If the expressive code was written with a good level of abstraction, it should be pretty straightforward to figure out what it does.
Abstractions are necessary, of course, but they also leak. Good judgment in these issues is one of the hallmarks of an experienced programmer. I'm just finding in my own code that I'm gravitating towards less abstraction, not more.
Clojure in it's current incarnation is a great example of this problem, IMO. It provides a very expressive and highly abstract interface to the JVM and java libraries, but once you hit a stack trace the abstraction comes tumbling down and you have to start picking through the mixed java/clojure stack trace to figure out what went wrong. Throw macros into the mix and things get even hairier. I've found that in some cases it's better to just bang out vanilla java. Sure it takes more LOC to get the same things done, but the result is often dead-easy to understand and debug.
Like everything else in engineering though, it depends a lot on exactly what you're trying to build.
Good stack traces are about the maturity of the compiler and tool support- they have absolutely nothing to do with clarity of the language. Clojure is simple and Clojure opts for explicit context over implicit context almost everywhere (dynamic binding being a big exception)- this is exactly what Linus argues for. All you have in Clojure are functions and values - how much straightforward can you get? No objects, no hidden behaviors, no private variables, everything in namespaces, etc.
After two years of hacking on Clojure, I haven't really found macros to obfuscate anything. But that's because I learned not to use them unless I need them.
But, yeah, I'm looking forward to the community growing and providing better error messages and tools for deciphering raw Clojure stacktraces.

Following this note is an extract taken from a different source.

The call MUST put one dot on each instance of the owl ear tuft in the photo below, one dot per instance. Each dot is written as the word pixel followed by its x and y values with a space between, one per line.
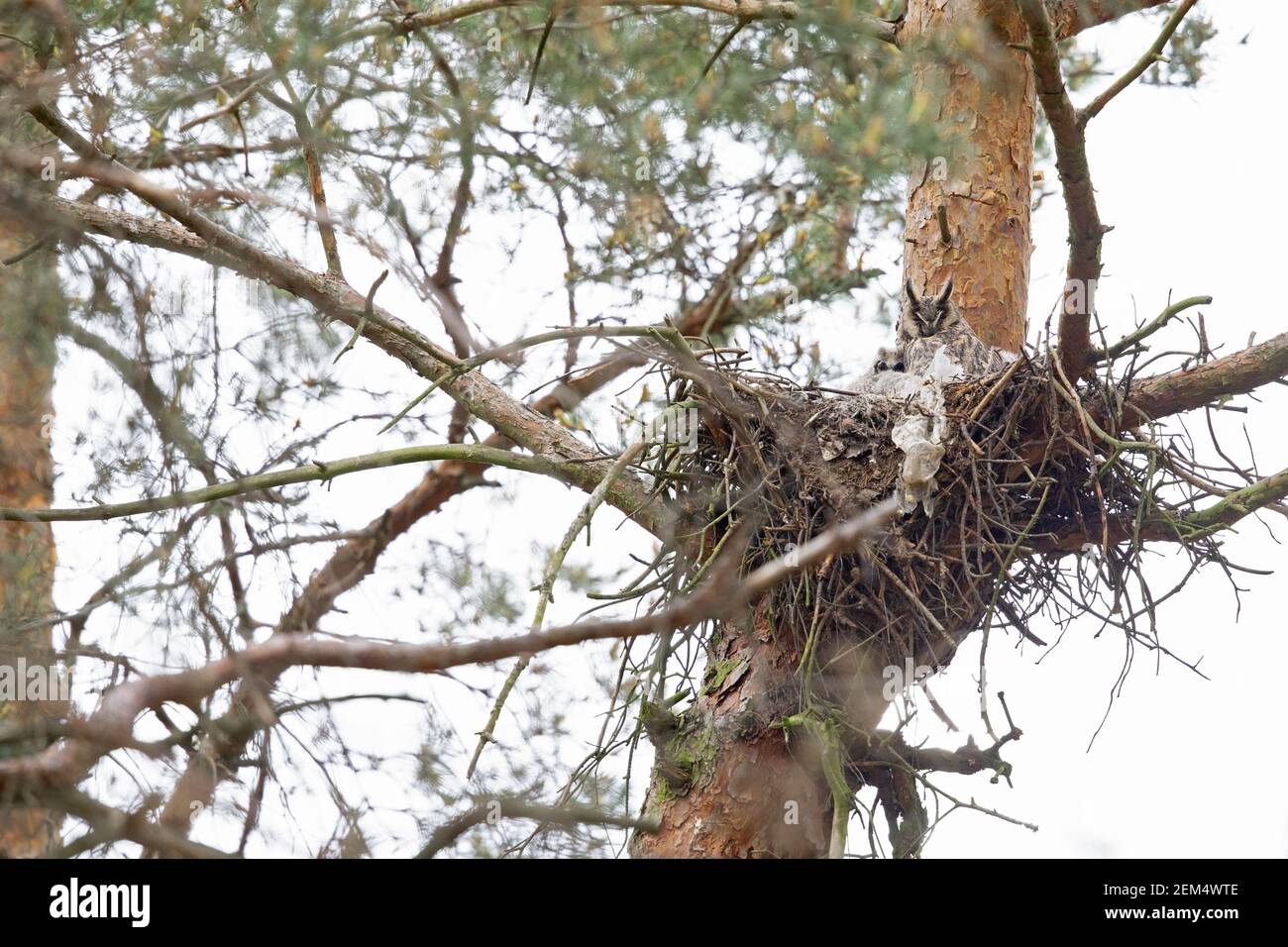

You're looking at Clojure from the point of view the language specified by the docs though, and I'd agree as far as that goes.
From another point of view, Clojure, like all higher level languages, is just an abstraction over an underlying machine. From this angle and in it's current state it's (IMO) a pretty leaky abstraction.
I think it's fair to say that this has more to do with the implementation than the design though.
C is just an abstraction over the underlying machine. The amount of tooling to required to make C programming bearable is staggering - how much leakier can you be?
Clojure in it's current incarnation is a great example of this problem, IMO. It provides a very expressive and highly abstract interface to the JVM and java libraries, but once you hit a stack trace the abstraction comes tumbling down and you have to start picking through the mixed java/clojure stack trace to figure out what went wrong. Throw macros into the mix and things get even hairier. I've found that in some cases it's better to just bang out vanilla java. Sure it takes more LOC to get the same things done, but the result is often dead-easy to understand and debug.
Like everything else in engineering though, it depends a lot on exactly what you're trying to build.